Dahinter war ein Gesicht: dunkel, hart, kantig. Die dünnen Lippen unter der geraden Nase waren zusammengepreßt. Die schmalen Augen über den ausgeprägten Wangenknochen musterten Jacob, wie ein Jäger die Beute vor seinem Lauf betrachtete: kalt, berechnend, mit der Verheißung des nahen Todes.
Nein, nicht vor dem Lauf - vor dem Pfeil! Wie erstarrt hing Jacob am oberen Rand des Canyons, ohne eine Chance, dem Verhängnis zu entkommen.

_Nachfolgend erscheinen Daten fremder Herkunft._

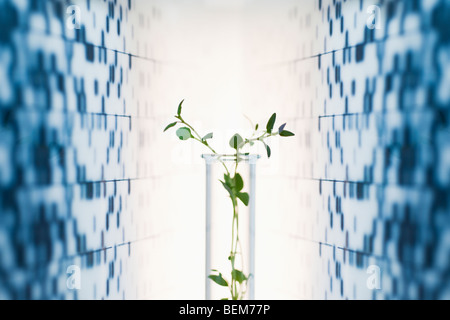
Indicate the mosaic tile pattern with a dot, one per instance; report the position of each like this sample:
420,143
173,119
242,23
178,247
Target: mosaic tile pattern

Er konnte nicht schnell genug nach oben klettern. Er konnte nur loslassen und in die Tiefe stürzen, in den sicheren Tod... Die Pfeilspitze bewegte sich, zitterte...
*
Riding Bear zwang sich mit letzter Kraftanstrengung, Pfeil und Bogen ruhig zu halten.
Ganz dicht war das Gesicht des Weißen vor ihm. Natürlich stand Angst in den Zügen. Aber es war eine seltsame Angst. Nicht die Angst vor dem eigenen Tod. Eher Sorge und Trauer. Es war das Gesicht eines Mannes, dem das Beenden einer wichtigen Aufgabe verwehrt wurde.